The New Mexico Medicaid Fraud Act prohibits a person from: (1) knowingly making or causing to be made a misrepresentation of a material fact required to be furnished under the Medicaid program or knowingly failing or causing the failure to include a material fact required to be furnished under the Medicaid program in any record required to be retained in connection with the Medicaid program, or (2) knowingly submitting or causing to be submitted false or incomplete information for the purpose of receiving benefits or qualifying as a Medicaid provider; or (3) presenting or causing to be presented for allowance or payment any false, fraudulent, excessive, multiple, or incomplete claim for furnishing treatment, services, or goods. Medicaid fraud is a fourth degree felony punishable by fine or imprisonment. See N.M. Stat. Ann. §§ 30-44-1, 30-44-4, 30-44-7. Medicaid fraud also includes executing or conspiring to execute a plan or action to (1) defraud a state or federally funded or mandated managed health care plan in connection with the delivery of or payment for health care benefits, including engaging in any intentionally deceptive marketing practice in connection with proposing, offering, selling, soliciting, or providing any health care service in a state or federally funded or mandated managed health care plan, or (2) obtain by means of false or fraudulent representation of anything of value in connection with the delivery of or payment for health care benefits that are in whole or in part paid for or subsidized by a state or federally funded or mandated managed health care plan, including representations or statements of financial information, enrollment claims, demographic statistics, encounter data, health services available or rendered, or the qualifications of persons rendering health care or ancillary services. Depending upon the value of the benefit, treatment, services, or goods improperly provided, such Medicaid fraud may be a petty misdemeanor, misdemeanor, fourth degree felony, third degree felony, or second degree felony. Such Medicaid fraud is punishable by fine or imprisonment. See N.M. Stat. Ann. § 30-44-7.
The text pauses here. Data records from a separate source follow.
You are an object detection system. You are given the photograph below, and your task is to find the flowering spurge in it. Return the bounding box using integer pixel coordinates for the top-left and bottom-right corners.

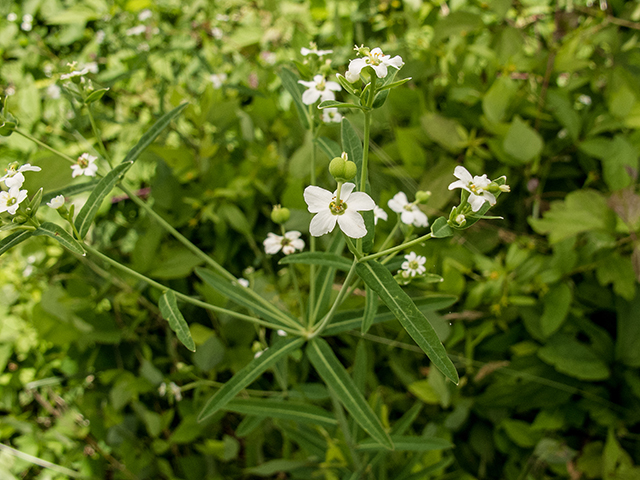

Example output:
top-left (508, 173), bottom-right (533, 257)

top-left (449, 166), bottom-right (510, 212)
top-left (0, 162), bottom-right (41, 188)
top-left (71, 153), bottom-right (98, 178)
top-left (398, 252), bottom-right (427, 278)
top-left (344, 46), bottom-right (404, 83)
top-left (304, 183), bottom-right (376, 238)
top-left (0, 185), bottom-right (27, 215)
top-left (387, 192), bottom-right (429, 227)
top-left (298, 75), bottom-right (342, 105)
top-left (262, 230), bottom-right (304, 255)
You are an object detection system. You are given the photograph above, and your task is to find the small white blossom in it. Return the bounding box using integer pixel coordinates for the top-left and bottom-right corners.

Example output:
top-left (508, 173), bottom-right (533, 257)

top-left (209, 73), bottom-right (227, 90)
top-left (373, 205), bottom-right (389, 225)
top-left (71, 153), bottom-right (98, 178)
top-left (298, 75), bottom-right (342, 105)
top-left (304, 183), bottom-right (376, 238)
top-left (47, 195), bottom-right (64, 210)
top-left (344, 47), bottom-right (404, 83)
top-left (0, 162), bottom-right (42, 188)
top-left (398, 252), bottom-right (427, 278)
top-left (387, 192), bottom-right (429, 227)
top-left (322, 108), bottom-right (342, 123)
top-left (0, 186), bottom-right (27, 215)
top-left (262, 230), bottom-right (304, 255)
top-left (449, 165), bottom-right (496, 212)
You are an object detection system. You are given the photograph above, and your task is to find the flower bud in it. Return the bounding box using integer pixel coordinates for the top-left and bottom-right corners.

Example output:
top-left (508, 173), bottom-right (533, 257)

top-left (416, 190), bottom-right (431, 203)
top-left (271, 205), bottom-right (291, 224)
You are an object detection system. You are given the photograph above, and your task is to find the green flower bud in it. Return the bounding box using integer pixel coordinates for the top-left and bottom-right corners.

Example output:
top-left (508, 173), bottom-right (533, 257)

top-left (271, 205), bottom-right (291, 224)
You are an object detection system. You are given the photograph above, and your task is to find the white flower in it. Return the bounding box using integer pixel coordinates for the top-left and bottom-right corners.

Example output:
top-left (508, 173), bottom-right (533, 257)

top-left (262, 230), bottom-right (304, 255)
top-left (300, 44), bottom-right (333, 57)
top-left (322, 108), bottom-right (342, 123)
top-left (71, 153), bottom-right (98, 178)
top-left (0, 186), bottom-right (27, 215)
top-left (209, 73), bottom-right (227, 90)
top-left (398, 252), bottom-right (427, 278)
top-left (138, 8), bottom-right (153, 22)
top-left (304, 183), bottom-right (376, 238)
top-left (449, 165), bottom-right (496, 212)
top-left (344, 47), bottom-right (404, 83)
top-left (387, 192), bottom-right (429, 227)
top-left (47, 195), bottom-right (64, 210)
top-left (298, 75), bottom-right (342, 105)
top-left (0, 162), bottom-right (42, 189)
top-left (373, 205), bottom-right (389, 225)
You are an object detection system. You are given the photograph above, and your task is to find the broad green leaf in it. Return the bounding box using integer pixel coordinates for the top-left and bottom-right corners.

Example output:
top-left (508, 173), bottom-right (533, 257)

top-left (198, 338), bottom-right (304, 422)
top-left (223, 398), bottom-right (338, 427)
top-left (323, 294), bottom-right (458, 336)
top-left (356, 261), bottom-right (459, 384)
top-left (196, 268), bottom-right (295, 326)
top-left (278, 252), bottom-right (353, 272)
top-left (279, 68), bottom-right (313, 130)
top-left (356, 435), bottom-right (453, 452)
top-left (360, 285), bottom-right (378, 334)
top-left (307, 338), bottom-right (393, 450)
top-left (540, 283), bottom-right (572, 337)
top-left (0, 230), bottom-right (34, 255)
top-left (122, 102), bottom-right (189, 164)
top-left (75, 161), bottom-right (133, 238)
top-left (33, 222), bottom-right (85, 255)
top-left (158, 290), bottom-right (196, 352)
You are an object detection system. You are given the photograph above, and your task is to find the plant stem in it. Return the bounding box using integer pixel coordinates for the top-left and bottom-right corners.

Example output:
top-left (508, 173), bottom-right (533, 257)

top-left (359, 233), bottom-right (431, 262)
top-left (83, 243), bottom-right (301, 335)
top-left (307, 259), bottom-right (358, 340)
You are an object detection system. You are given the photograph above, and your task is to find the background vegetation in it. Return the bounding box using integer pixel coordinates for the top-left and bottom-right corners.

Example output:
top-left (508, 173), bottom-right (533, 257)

top-left (0, 0), bottom-right (640, 480)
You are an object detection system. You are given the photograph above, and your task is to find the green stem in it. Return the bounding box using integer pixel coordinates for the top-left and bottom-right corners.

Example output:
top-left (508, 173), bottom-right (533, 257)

top-left (83, 243), bottom-right (301, 335)
top-left (307, 259), bottom-right (358, 340)
top-left (359, 233), bottom-right (431, 262)
top-left (87, 105), bottom-right (113, 168)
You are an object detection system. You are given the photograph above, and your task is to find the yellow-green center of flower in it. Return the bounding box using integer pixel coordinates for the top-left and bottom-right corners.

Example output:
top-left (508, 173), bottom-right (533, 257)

top-left (329, 200), bottom-right (347, 215)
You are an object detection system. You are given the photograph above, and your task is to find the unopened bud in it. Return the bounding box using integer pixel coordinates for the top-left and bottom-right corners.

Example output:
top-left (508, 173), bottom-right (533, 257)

top-left (416, 190), bottom-right (431, 203)
top-left (271, 205), bottom-right (291, 224)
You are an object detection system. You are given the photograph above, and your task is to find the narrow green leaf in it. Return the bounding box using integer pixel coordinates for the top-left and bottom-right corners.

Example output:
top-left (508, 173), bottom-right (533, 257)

top-left (307, 338), bottom-right (393, 450)
top-left (158, 290), bottom-right (196, 352)
top-left (278, 252), bottom-right (353, 272)
top-left (279, 68), bottom-right (313, 130)
top-left (75, 162), bottom-right (133, 238)
top-left (223, 398), bottom-right (338, 427)
top-left (33, 222), bottom-right (85, 255)
top-left (0, 230), bottom-right (34, 255)
top-left (196, 268), bottom-right (296, 326)
top-left (122, 102), bottom-right (189, 164)
top-left (356, 261), bottom-right (459, 384)
top-left (361, 285), bottom-right (378, 335)
top-left (323, 294), bottom-right (458, 336)
top-left (198, 338), bottom-right (304, 422)
top-left (356, 435), bottom-right (453, 452)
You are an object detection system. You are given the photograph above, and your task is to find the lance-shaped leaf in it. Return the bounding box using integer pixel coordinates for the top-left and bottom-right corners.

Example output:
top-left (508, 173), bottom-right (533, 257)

top-left (122, 102), bottom-right (189, 163)
top-left (356, 261), bottom-right (459, 384)
top-left (307, 338), bottom-right (393, 450)
top-left (0, 230), bottom-right (34, 255)
top-left (278, 252), bottom-right (353, 272)
top-left (33, 222), bottom-right (85, 255)
top-left (280, 68), bottom-right (313, 130)
top-left (198, 338), bottom-right (304, 422)
top-left (158, 290), bottom-right (196, 352)
top-left (196, 268), bottom-right (297, 326)
top-left (75, 162), bottom-right (133, 238)
top-left (223, 398), bottom-right (338, 427)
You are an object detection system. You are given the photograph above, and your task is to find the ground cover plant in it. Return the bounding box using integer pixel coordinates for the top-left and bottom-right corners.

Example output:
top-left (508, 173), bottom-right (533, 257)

top-left (0, 0), bottom-right (640, 479)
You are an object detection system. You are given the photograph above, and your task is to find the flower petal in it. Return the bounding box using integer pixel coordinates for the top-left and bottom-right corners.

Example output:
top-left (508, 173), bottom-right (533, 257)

top-left (304, 185), bottom-right (334, 213)
top-left (309, 209), bottom-right (344, 237)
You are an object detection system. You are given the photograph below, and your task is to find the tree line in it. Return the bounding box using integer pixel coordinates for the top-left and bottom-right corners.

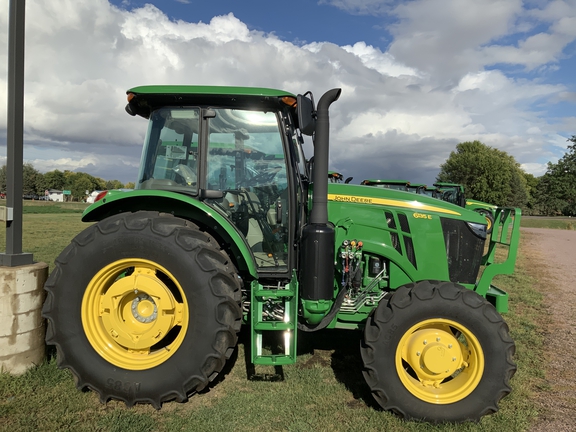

The Company takes issues regarding false claims and fraud and abuse seriously. The Company encourages all employees, management, and contractors or agents of the Company's affiliated facilities to be aware of the laws regarding fraud and abuse and false claims, and to identify and resolve any issues immediately. Issues are resolved fastest and most effectively when given prompt attention at the local level. Therefore, the Company encourages its affiliated facilities' employees, managers, and contractors to report concerns to their immediate supervisor, when appropriate. If the supervisor is not deemed to be the appropriate contact or if the supervisor fails to respond quickly and appropriately to the concern, then the individual with the concern should be encouraged to discuss the situation with the facility's human resources manager, the facility's Ethics and Compliance Officer, another member of management, or with the Ethics Hotline (1-877-508-LIFE).
Employees, including management, and any contractors or agents of Company-affiliated facilities, should be aware of related facility policies regarding detection and prevention of health care fraud and abuse. Information about our policies regarding detection and prevention of fraud and abuse can be accessed on the Company website at https://www.lifepointhealth.net/our-responsibility-to-our-communities and by employees on the intranet at https://lifepoint.policystat.com. In particular, all such employees and contractors should be aware of the contents of the "Code of Conduct" and "Ethics and Compliance" policies and procedures.
PROCEDURE:
Facility responsibilities include, but are not limited, to:
- Ensuring that all employees, including management, and any contractors or agents of the facility, are provided with this policy within 30 days of commencing employment or contractor status.
- Ensuring that this policy is incorporated into employee handbooks distributed to employees.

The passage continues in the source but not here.